"Mirrors on the ceiling,
The pink champagne on ice
And she said 'We are all just prisoners here, of our own device'
And in the master's chambers,
They gathered for the feast
They stab it with their steely knives,
But they just can't kill the beast
Last thing I remember, I was
Running for the door
I had to find the passage back
To the place I was before
'Relax,' said the night man,
'We are programmed to receive.
You can check out any time you like,But you can never leave ... "
― The Eagles, Hotel California
Mi alzai di scatto, spalancando gli occhi e portandomi una mano tra i capelli. Socchiusi gli occhi per qualche secondo, cercando di regolare il mio respiro affannato affinché il mio cuore rallentasse insieme ad esso. Attorno a me erano sparsi centinaia di fogli rappresentanti le parti di una cellula, il dogma centrale della biologia molecolare e immagini del genoma umano.
Prima ancora che potessi domandarmi perché erano sul mio letto, mi resi conto che l'orologio sul mio comodino segnava le 7.50 e fu in quel momento che mi buttai di sotto dal letto, grugnendo dalla disperazione.
Fare tardi al primo esame dell'anno non era un buon modo di cominciare ed è per questo che la sveglia sarebbe dovuta suonare un'ora prima del solito, ma la mia pigrizia aveva preso il sopravvento ancora una volta facendomi addormentare prima ancora di impostarla e mi ritrovai a preparami con un margine di soli venticinque minuti.
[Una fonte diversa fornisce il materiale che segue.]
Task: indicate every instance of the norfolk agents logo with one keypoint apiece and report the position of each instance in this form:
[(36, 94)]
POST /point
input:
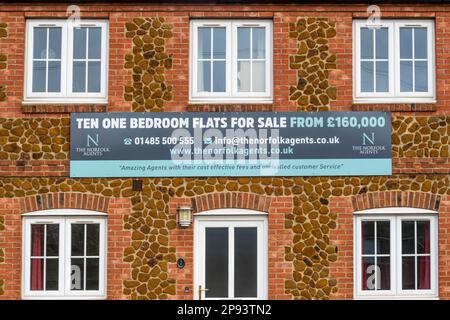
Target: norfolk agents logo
[(92, 146), (368, 144)]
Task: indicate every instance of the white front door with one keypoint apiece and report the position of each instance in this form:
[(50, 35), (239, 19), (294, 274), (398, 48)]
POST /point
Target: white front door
[(230, 255)]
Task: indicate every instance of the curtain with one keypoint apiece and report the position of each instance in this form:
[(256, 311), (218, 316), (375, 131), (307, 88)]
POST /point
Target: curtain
[(37, 265), (423, 262)]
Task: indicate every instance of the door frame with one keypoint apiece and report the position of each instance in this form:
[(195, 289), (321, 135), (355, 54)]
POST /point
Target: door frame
[(230, 215)]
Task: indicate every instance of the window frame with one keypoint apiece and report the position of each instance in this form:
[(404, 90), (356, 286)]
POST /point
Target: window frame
[(231, 94), (55, 216), (231, 218), (394, 95), (396, 216), (66, 95)]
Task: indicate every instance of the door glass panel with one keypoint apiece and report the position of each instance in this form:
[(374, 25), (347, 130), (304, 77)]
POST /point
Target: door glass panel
[(408, 273), (78, 239), (245, 262), (216, 262), (51, 274)]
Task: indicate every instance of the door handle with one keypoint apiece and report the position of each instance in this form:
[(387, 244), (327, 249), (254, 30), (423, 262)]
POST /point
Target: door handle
[(200, 291)]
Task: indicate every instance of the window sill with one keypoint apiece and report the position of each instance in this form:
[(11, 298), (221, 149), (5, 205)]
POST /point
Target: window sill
[(31, 107)]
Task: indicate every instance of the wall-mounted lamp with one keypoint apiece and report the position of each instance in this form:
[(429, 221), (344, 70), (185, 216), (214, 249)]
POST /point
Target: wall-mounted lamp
[(184, 216)]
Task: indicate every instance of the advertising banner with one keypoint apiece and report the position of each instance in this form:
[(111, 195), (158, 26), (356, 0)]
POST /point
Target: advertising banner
[(203, 144)]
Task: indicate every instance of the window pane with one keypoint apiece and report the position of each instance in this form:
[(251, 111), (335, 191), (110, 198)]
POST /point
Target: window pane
[(79, 76), (95, 43), (423, 273), (92, 274), (216, 262), (243, 43), (421, 76), (259, 76), (368, 273), (204, 43), (54, 76), (420, 43), (405, 43), (381, 38), (243, 76), (245, 262), (406, 84), (79, 43), (219, 43), (51, 274), (366, 43), (77, 239), (384, 278), (55, 39), (367, 76), (259, 43), (39, 76), (94, 76), (408, 273), (93, 239), (219, 76), (52, 240), (423, 237), (37, 274), (39, 43), (367, 236), (204, 76), (383, 237), (382, 76), (77, 274), (37, 240), (408, 237)]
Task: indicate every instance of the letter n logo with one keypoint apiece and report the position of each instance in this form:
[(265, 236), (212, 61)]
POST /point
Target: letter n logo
[(92, 140), (370, 139)]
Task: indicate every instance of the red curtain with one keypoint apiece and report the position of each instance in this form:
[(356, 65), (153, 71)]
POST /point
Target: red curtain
[(37, 265), (424, 261)]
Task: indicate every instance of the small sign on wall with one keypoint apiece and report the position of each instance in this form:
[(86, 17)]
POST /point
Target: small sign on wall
[(230, 144)]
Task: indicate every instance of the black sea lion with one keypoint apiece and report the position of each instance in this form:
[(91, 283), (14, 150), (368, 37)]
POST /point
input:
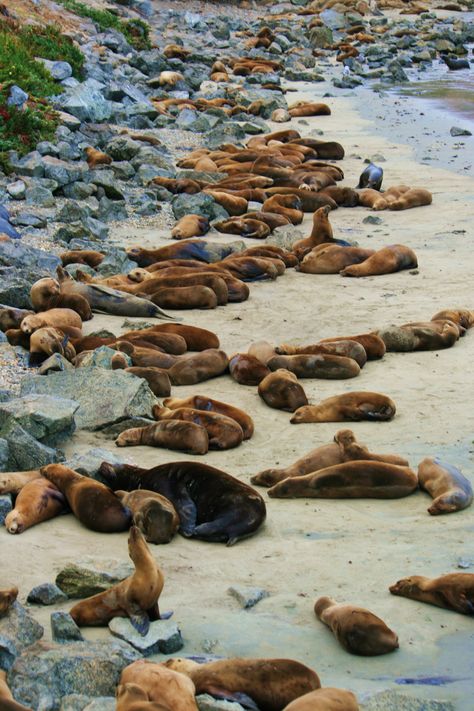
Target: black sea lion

Nella mia testa si formò una lunga lista di insulti che mi riguardavano, accompagnata da una lista di scuse più o meno valide che avrei potuto dire al professore in cambio di pietà, ma che già sapevo non essere abbastanza. Mentre inciampavo per infilarmi lo stivale riuscì a recuperare chiavi e cellulare, necessari per la mia sopravvivenza e con un vantaggio di due minuti sul mio tempo limite da ritardo misi in moto la macchina.
La mia vita era sempre stata un tocca e fuggi, ma avevo sempre creduto che una volta all'università sarei maturata abbastanza da organizzare meglio il mio tempo; invece, un anno dopo, ero ancora di corsa e probabilmente lo sarei sempre stata.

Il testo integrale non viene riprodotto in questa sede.